De la generación de Faustino, una de las cosas más amargas que he leído, en un escalón de edad algo anterior, son las cartas desde el exilio del lehendakari Aguirre a sus compatriotas con motivo de la Navidad -y lo traigo a cuento por el momento que vivimos-. Ya mediados los años 50, Aguirre, cuya elegancia en la escritura era pareja a la que he descrito, iba perdiendo la esperanza de retornar a una Euskadi democrática y autónoma, y escribía a los jóvenes de entonces que se rebelaran contra el olvido, incluso usando la violencia, para evitar que la verdadera historia y afanes del País Vasco desaparecieran por el sumidero del tiempo, que parecía ya, tras quince años de ausencia, un agujero insondable. Palabras que ahora hay que recordar para entender. Y entender para acertar en el camino de la paz.

Un camino que Faustino Cordón y algunos de sus compañeros de generación, con su actitud casi tanto como con sus opiniones, trazaron claramente: el diálogo, la persuasión; la firmeza, sí, pero como principio más que como fin.
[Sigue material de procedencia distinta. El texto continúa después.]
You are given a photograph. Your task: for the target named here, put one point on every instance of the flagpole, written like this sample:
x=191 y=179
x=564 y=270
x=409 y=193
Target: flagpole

En Bergamín, en cambio, el único de ellos que sufrió dos exilios, uno en el 39 y otro en el 64, la amargura pudo con todo. Él, que era el más genéticamente español de todos, si se me permite la expresión, murió en Euskadi negando sus huesos a España, según dijo. Probablemente porque Euskadi era el único lugar donde no se aceptaba el hecho consumado de una transición sin ruptura. En Barcelona se encontraba también mejor que en Madrid, su Madrid, el que aún ahora se equivoca con él, en un diario, en el pie de la foto del cuadro de Gutiérrez Solana. Su amigo Arturo Soria, igualmente incapaz de aceptar, no ya la legitimidad sino el hecho incuestionable de la existencia del franquismo, solía contestar "Que se vaya el enano miserable del Pardo" cuando en el café le preguntaban qué deseaba. Ni Pepe Bergamín ni Arturo Soria podían admitir la democracia sin vuelta al statu quo ante: la democracia sin más era una impostura.

Vuelvo, para terminar, a la mañana soleada de Alcalá. Faustino, siempre en clave de recitación tersa e incontrovertible, nos explicó que no era cierto que con un solo ojo -a él le faltaba uno- no se pudiera percibir la profundidad. Era cuestión de una adaptación sencilla, decía.

Yo me quedo con el pensamiento de que su ojo bueno nos sigue mirando en profundidad. Y de que la dificultad de sobrevivir no está en la carencia de seres queridos. Ésos nos siguen acompañando y según como más que nunca. Porque ya no los podemos rebatir. Ni ofender, en principio. Pero ¡ay!, si los ofendemos a toro pasado, no nos podremos excusar. Palabras que ya no se pueden corregir, insuficiencias que ya no pueden ser perdonadas, porque ya no están los correctores de esas faltas, los confesores de esos pecados. Eso es lo que nos hace envejecer. Sabernos responsables cada vez más solitarios de todo un mundo. De un tiempo de un país. De una determinada época y su significado.

Nos consuela saber que la generación Faustino tiene herederos dignos. No es cierto, qué va, lo que a veces creemos que nuestros hijos piensan, lo de que no les ha quedado nada grandioso por hacer. Al contrario, les queda lo más grandioso. Habérselas con su mundo, como nosotros con el nuestro, con una diferencia: su mundo es el mundo, cada vez más.

Nosotros, en parte a través de nuestros hijos, hemos estado en Bosnia, como los americanos y europeos progresistas estuvieron aquí en el 36-39. Nuestro mundo, a través de ellos, es ya tan amplio como el planeta.

Pasqual Maragall es diputado del PSC en el Parlament de Cataluña.